-
Notifications
You must be signed in to change notification settings - Fork 756
OO essentials
This chapter provides a field guide for recognising and working with R's objects in the wild. R has three object oriented systems (plus the base data structures), so it can be a bit intimidating. The goal of this guide is not to make you an expert in all three systems, but to help you identify what system you're working with, and ensure you know the basics of that system. The systems are organised by their abundance in the wild.
Central to any object-oriented system are the concepts of class and method. A class defines the bevahiour of an object, describing the data fields that it possesses, function calls that are specialised for it , and how it relates to other classes. Every object must be an instance of some class. A method is a function associated with a particular type of object. Classes are usually organised in a hierarchy: a parent class, defines default behaviour not otherwise overriden by the child class.
R's three OO systems differ in how objects and methods are defined:
-
S3, which implements a style of object oriented programming called generic-function OO. This is different to most programming languages, like Java, C++ and C#, which implement message-passing OO. In message-passing style, messages (methods) are sent to objects and the object determines which function to call. Typically this object has a special appearance in the method call, usually appearing before the name of the method/message: e.g.
canvas.drawRect("blue")
. S3 is different. While computations are still carried out via methods, a special type of function called a generic function decides which method to call, and calls look likedrawRect(canvas, "blue")
. S3 is a very casual system, and has no formal definition of classes. -
S4, which works simiarly to S3, but is more formal and more strict. There are two major differences to S3. S4 has formal class definitions, which describe the representation and inheritance for each class.
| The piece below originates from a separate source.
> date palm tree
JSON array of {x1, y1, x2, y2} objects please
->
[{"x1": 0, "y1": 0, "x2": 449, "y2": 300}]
S4 also has multiple dispatch, which means the generic function can be dispatched to a method based on the class of any number of arguments, not just one.
-
RefClasses, sometimes called R5 for short, is quite different to S3 and S4. In ref classes, methods belong to classes (not functions, like in S3 and S4), and objects are mutable. Ref classes implements message-passing OO, using
$
to separate object and method:canvas$drawRect("blue")
, and are built on top of environments and S4.
There's also one other system that's not quite OO, but it's important to mention here, and that's
-
primitive: implemented at C-level and switches between different types of base data structures. Not user extensible. This is basically equivalent to writing an R function that uses
switch(typeof(x))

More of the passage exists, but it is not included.